Following the capture of Washington in late August 1814, British expeditionary forces under Vice Admiral Alexander Cochrane moved to attack Baltimore. As the third largest American city and home to privateering operations that had netted over 500 British merchantmen, the Maryland port offered a tempting target for a destructive, retaliatory blow. Fort McHenry, a star-shaped masonry fortification guarding the entrance to Baltimore harbor, held the key to the city’s defenses. U.S. naval forces not only helped garrison Fort McHenry but manned shore and floating batteries protecting the water and land approaches to the American bastion.
On 12 September the British landed approximately 5000 soldiers and sailors at North Point, launching a landside attack on Baltimore’s eastern defenses. While the British assault succeeded in rolling back the city’s defenders, it failed to breach the main American lines. It also resulted in the death of Cochrane’s second-in-command, Major General Robert Ross. To aid his stalled land forces, Cochrane ordered a bombardment of Fort McHenry on the morning of the 13th. For twenty-four hours the American garrison withstood the bombs and rockets hurled at them from enemy vessels lying off the fort. The stout Yankee resistance displayed by McHenry’s soldiers and sailors ultimately compelled Cochrane to abandon his attack on Baltimore.
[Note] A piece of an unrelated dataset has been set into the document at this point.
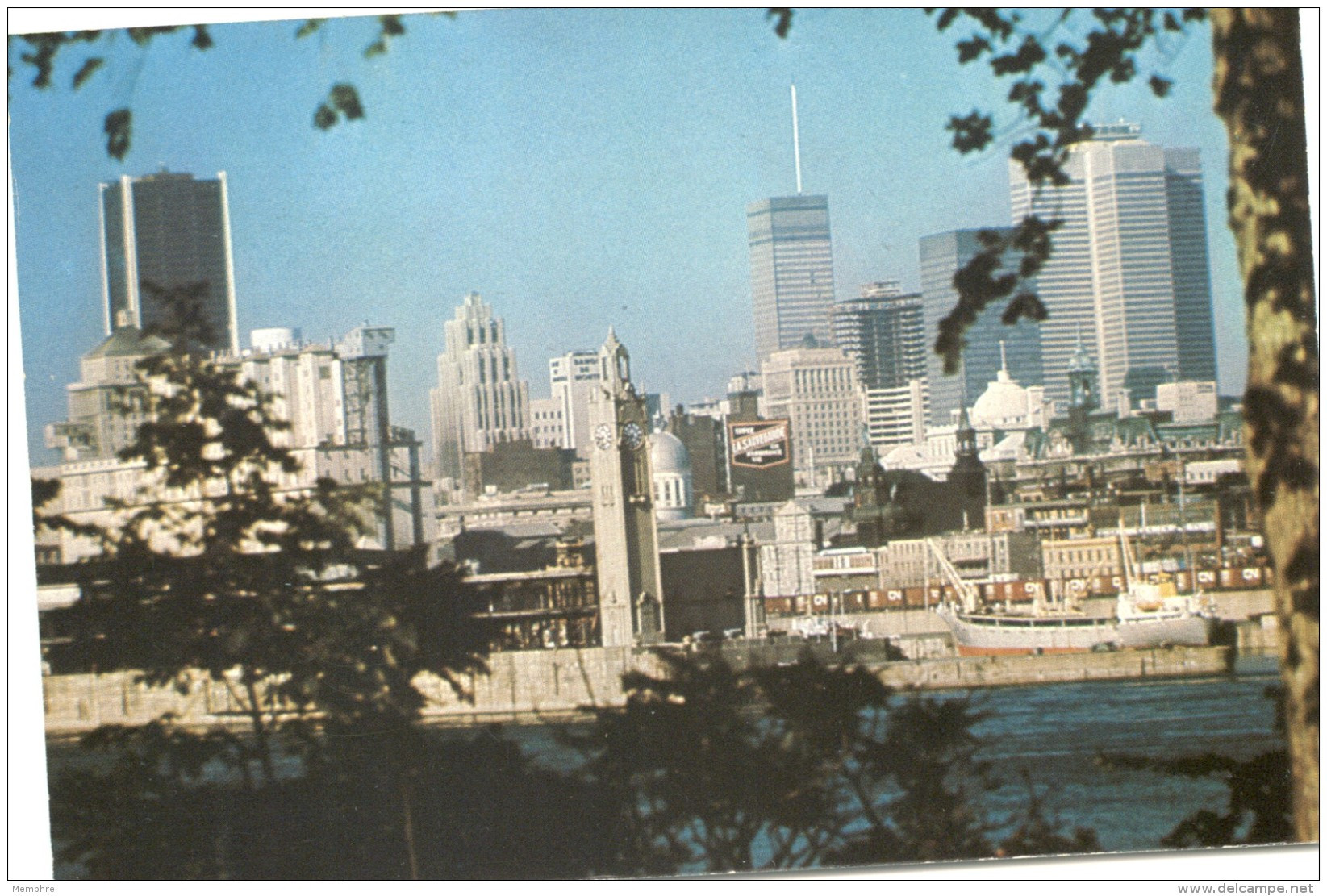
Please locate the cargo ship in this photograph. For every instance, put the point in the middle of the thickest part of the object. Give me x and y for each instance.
(1147, 615)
Francis Scott Key, a young D.C. lawyer and amateur poet who witnessed the bombardment from the vantage point of the British fleet, was so inspired by Fort McHenry’s resolute defense that he composed a poem to honor its gallant defenders. This poem, set to the English tune “Anacreon in Heaven,” was soon published in sheet music form as “The Star Spangled Banner.” The Star Spangled Banner gained steady popularity as a patriotic tune in the nineteenth century. It became our nation’s national anthem on 3 March 1931.